Thursday, July 23, 2009

Zombie User Accounts and Exchange Public Folders

Today I tried to remove some permissions from a public folder database. I had all these "NT User" objects under some of the public folders for users that no longer existed. This environment is running Exchange 2007.



When I went to remove "NT User:S-1-5-21-676542811-1909674497-837300805-8592" using:

Remove-PublicFolderClientPermission -Identity "\Professional Services" -User "NT User:S-1-5-21-676542811-1909674497-837300805-8592" -AccessRights Owner

I recieved the following error:

Remove-PublicFolderClientPermission : The specified public folder user "NT User:S-1-5-21-676542811-1909674497-837300805-8592" does not exist. A valid public folder user should be a mail-enabled user, mailbox or distribution group.
At line:1 char:36
+ Remove-PublicFolderClientPermission <<<< -Identity "\Professional Services" -User "NT User:S-1-5-21-676542811-1909674497-837300805-8592" -AccessRights Owner



What this error is saying is only a valid public folder user should be a mail-enabled user, mailbox or distribution group. These objects are actually Zombie User objects.

What are Zombie Users?

Pretty much anyone who has upgraded a 5.5 server to E2K has probably encountered the zombie user phenomenon. The reason behind these errors has to do with what we did to Exchange security in Exchange 2000 versus how it existed in Exchange 5.5 and earlier. The early versions of Exchange were developed before the NT security model became widely adopted, so it rolled its own for security. Both the NT model and the Ex5.5 model made use of something called an ACL, or Access Control List, but the formats of them are very different. Having a different security model in Exchange versus the OS and other products was a nuisance and limited a lot of things we could do along the lines of storage convergence, but the main reason for making the change was that we were also integrating with the new (at the time) Active Directory which used NT security descriptors. This presented us with a major headache: how do we convert the 5.5 ACL's to NTSD's?
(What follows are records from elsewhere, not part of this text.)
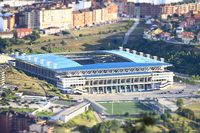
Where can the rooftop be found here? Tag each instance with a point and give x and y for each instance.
(102, 59)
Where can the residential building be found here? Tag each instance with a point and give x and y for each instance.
(78, 19)
(16, 3)
(45, 17)
(80, 4)
(180, 8)
(96, 72)
(7, 22)
(6, 35)
(143, 9)
(2, 76)
(198, 37)
(51, 30)
(186, 37)
(97, 15)
(23, 32)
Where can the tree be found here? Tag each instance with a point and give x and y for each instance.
(115, 125)
(34, 36)
(179, 102)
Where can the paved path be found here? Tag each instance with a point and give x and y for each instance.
(170, 93)
(128, 33)
(99, 120)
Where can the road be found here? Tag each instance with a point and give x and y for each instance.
(126, 37)
(174, 92)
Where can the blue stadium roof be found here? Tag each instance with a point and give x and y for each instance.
(116, 74)
(133, 57)
(63, 63)
(112, 65)
(60, 61)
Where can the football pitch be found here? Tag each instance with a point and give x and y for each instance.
(121, 107)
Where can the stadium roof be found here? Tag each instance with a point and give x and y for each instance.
(133, 57)
(53, 59)
(61, 63)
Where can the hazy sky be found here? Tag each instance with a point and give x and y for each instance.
(155, 1)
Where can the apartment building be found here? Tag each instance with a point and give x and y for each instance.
(97, 15)
(2, 76)
(7, 22)
(180, 8)
(41, 18)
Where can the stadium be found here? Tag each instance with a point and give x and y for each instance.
(97, 72)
The above paragraph was taken from:
http://msexchangeteam.com/archive/2004/11/29/271636.aspx

How can I remove these Zombie User Accounts

This cannot be done using Exchange Management Console or Exchange Management Shell (as of this writing the latest exchange release is 2007 SP1).

There are two known ways to kill zombies, this can be done using Outlook or using PFDavAdmin.

The following comments were made by Evan Dodds, Program Manager for Exchange at Microsoft:

I asked around a bit - as I don't have a lot of awareness of the details of the PublicFolder Permissions feature - and here's what I found out:

Yes. What you are observing is by design. When a user is removed, the ACL on public folders has a hanging SID. Since this is not transmitted over the wire (due to conversion to LegacyDN, which cannot be found for deleted users), the only ramification is that of wasted space.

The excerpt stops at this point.